Hence it is difficult to determine if these genes activate wound healing by fibrinogenesis or if, on the contrary, they destroy fibrin clots by fibrinolysis. It is likely that both mechanisms are at work, as the coagulation system responds to injury through a cascade of events leading to the formation of a clot that is eventually degraded and resorbed through the process of fibrinolysis. It is possible that, at 24 h and 72 h after exposure, only the final stage of the process is detectable. Proteomics revealed the inhibition of thrombospondin (TSP-1) which participates in the plasminogen activation and fibrinolysis [39].

According to Napierska et al., inhaled particles are involved in a procoagulant response in lung models [40]. Available data from experimental instillation/inhalation of engineered nanoparticles are supportive of the hypothesis that a pulmonary and/or systemic inflammatory response induces a procoagulatory state [41,42]. Therefore, in coherence with the literature, our data support an effect of these silica nanoparticles on the coagulation system, and argue for the involvement of this specific mechanism starting at level 2.
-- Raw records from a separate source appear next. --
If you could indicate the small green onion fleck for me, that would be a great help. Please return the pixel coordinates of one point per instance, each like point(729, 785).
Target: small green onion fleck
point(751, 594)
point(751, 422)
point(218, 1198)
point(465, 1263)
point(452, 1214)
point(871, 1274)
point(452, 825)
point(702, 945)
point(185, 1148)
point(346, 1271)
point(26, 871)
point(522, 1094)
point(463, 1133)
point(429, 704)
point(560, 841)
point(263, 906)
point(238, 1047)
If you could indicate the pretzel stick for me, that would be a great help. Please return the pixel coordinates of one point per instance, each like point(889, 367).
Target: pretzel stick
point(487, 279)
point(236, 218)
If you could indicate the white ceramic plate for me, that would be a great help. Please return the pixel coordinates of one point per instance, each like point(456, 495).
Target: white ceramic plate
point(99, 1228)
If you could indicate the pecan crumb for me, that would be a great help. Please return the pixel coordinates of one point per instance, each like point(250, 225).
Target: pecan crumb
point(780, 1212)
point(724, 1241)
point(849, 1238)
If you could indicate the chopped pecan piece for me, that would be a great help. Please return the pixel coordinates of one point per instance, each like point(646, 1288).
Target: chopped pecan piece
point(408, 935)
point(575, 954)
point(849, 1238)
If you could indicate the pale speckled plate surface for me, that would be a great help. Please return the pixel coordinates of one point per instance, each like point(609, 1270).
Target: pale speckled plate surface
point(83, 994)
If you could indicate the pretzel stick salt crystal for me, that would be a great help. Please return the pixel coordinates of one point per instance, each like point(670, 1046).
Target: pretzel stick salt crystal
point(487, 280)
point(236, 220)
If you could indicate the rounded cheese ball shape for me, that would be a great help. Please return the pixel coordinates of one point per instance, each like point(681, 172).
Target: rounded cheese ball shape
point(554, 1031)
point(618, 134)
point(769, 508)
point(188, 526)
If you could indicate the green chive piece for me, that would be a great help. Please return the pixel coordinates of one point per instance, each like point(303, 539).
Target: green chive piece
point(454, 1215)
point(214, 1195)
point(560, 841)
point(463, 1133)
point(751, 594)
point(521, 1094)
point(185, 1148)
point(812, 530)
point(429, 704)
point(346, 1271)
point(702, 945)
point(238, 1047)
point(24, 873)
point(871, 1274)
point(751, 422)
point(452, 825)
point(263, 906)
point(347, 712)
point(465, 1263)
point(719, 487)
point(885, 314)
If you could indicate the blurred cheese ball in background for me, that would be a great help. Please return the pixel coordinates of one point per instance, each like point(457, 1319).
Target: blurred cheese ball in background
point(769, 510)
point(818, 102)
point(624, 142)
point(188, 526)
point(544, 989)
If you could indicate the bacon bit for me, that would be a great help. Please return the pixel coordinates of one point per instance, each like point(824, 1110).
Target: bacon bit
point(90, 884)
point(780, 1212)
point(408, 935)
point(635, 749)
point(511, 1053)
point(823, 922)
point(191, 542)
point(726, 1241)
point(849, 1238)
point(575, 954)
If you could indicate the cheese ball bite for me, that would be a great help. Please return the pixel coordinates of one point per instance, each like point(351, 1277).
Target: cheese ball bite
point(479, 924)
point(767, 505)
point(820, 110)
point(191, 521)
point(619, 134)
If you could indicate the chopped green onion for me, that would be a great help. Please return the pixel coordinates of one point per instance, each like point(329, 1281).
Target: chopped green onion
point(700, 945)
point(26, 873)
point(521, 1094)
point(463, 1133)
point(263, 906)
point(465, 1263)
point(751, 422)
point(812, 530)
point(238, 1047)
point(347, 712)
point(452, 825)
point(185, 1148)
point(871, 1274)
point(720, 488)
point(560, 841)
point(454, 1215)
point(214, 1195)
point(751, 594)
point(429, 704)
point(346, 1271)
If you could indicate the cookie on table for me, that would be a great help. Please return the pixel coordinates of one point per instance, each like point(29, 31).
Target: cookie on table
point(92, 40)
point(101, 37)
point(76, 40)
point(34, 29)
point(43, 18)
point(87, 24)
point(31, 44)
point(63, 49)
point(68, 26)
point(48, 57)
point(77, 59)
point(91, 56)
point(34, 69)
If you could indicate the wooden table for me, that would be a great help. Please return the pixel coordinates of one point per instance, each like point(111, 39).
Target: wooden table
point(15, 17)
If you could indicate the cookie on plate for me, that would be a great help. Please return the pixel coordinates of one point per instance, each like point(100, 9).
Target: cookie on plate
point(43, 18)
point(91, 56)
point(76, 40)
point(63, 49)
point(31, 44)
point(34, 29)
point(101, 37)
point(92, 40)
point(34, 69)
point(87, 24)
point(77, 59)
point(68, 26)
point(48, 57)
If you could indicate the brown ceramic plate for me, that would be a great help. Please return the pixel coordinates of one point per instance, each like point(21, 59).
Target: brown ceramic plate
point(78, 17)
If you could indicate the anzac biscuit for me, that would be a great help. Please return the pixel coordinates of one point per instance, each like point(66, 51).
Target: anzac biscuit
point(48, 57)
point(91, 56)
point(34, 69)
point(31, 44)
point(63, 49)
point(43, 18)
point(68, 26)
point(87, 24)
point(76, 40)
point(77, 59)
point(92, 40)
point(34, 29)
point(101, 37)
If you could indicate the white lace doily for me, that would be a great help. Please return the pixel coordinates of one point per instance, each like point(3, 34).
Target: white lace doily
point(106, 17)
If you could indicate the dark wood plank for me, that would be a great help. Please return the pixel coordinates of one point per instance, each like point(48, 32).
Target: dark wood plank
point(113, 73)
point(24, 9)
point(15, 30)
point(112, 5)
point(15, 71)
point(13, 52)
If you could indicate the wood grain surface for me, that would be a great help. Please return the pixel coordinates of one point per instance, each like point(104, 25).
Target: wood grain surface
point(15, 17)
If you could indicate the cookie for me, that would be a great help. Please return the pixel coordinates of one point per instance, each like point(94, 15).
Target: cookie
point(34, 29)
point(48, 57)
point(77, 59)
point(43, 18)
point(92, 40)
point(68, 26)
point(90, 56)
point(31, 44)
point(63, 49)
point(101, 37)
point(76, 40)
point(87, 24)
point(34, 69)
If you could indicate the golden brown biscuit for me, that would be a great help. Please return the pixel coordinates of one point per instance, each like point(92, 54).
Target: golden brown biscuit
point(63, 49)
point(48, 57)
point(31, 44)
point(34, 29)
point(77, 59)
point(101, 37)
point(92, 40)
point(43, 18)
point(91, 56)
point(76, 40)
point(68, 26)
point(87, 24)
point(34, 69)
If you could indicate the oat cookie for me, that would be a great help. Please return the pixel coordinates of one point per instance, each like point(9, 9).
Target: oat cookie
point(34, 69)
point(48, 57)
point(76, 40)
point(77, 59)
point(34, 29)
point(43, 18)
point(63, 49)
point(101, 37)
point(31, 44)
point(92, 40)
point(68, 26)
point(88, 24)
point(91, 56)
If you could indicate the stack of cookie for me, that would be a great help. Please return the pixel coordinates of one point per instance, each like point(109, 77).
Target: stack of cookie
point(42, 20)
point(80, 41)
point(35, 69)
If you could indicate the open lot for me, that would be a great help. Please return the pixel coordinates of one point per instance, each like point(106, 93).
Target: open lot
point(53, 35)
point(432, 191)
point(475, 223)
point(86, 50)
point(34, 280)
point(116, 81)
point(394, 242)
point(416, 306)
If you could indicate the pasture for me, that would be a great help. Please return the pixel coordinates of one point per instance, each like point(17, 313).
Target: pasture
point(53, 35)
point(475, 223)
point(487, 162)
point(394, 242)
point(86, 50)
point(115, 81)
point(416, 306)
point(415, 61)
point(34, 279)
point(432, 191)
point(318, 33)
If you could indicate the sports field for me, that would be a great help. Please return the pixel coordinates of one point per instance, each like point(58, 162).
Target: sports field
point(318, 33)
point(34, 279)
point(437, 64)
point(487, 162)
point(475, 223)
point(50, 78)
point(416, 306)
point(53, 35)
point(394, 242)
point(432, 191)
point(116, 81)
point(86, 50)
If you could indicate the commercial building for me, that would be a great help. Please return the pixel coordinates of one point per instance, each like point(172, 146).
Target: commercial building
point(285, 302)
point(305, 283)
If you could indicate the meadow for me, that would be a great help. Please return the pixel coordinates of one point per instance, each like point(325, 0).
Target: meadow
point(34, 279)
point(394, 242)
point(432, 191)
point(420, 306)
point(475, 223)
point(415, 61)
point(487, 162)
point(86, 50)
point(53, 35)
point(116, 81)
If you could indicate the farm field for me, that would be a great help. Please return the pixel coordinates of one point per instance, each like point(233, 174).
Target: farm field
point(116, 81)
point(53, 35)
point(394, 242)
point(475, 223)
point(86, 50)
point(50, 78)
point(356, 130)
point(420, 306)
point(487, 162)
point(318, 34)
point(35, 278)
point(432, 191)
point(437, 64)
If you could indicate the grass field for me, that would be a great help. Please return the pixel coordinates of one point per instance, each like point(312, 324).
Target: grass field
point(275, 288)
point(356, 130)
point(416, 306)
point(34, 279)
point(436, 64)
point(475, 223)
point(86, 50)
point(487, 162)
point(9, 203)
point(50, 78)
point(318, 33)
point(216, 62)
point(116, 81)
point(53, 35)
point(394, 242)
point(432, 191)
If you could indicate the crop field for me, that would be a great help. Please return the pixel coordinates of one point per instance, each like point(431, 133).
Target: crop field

Toxic oxidative stress (Level 3)

At the 6.0 μg/cm2 dose, we observed by transcriptomics the first signs of oxidative stress (Additional file 3: Table S3), caused by an imbalance between the production of reactive oxygen and the detoxification of reactive intermediates, especially the NRF2 signaling cascade, antioxidant molecules (SOD, GPX2), and phase I and phase II enzymes (GST, EPHX1,GCLC and AOX1). Proteomics clearly indicated the presence of the “NRF2-mediated oxidative stress response”, with the induction of the enzymes, PRDX1(R = 6.4) and TXNRD1(R = 13).

Our transcriptomics results highlighted the “acute phase response signaling” pathway, a nonspecific defense mechanism. This pathway is triggered by tissue injury and characterized by the upregulation of proinflammatory cytokines and acute phase proteins such as NFKB2, IL6, and SOD2 at 3.0 and 6.0 μg/cm2. “Xenobiotic metabolism signaling” is also activated, with several transcripts encoding enzymes such as ALDHA, MAP2K3, and TNF at 6.0 μg/cm2. Proteomics confirmed this trend with the overexpression of aldehyde dehydrogenase ALDHA (FC =20.4 and 21.5), glutathione transferase GSTP1 (FC = 11.0 and 11.3), and heat-shock protein HSP90A (FC = 14.2 and 19.4), at 3.0 and 6.0 μg/cm2, respectively.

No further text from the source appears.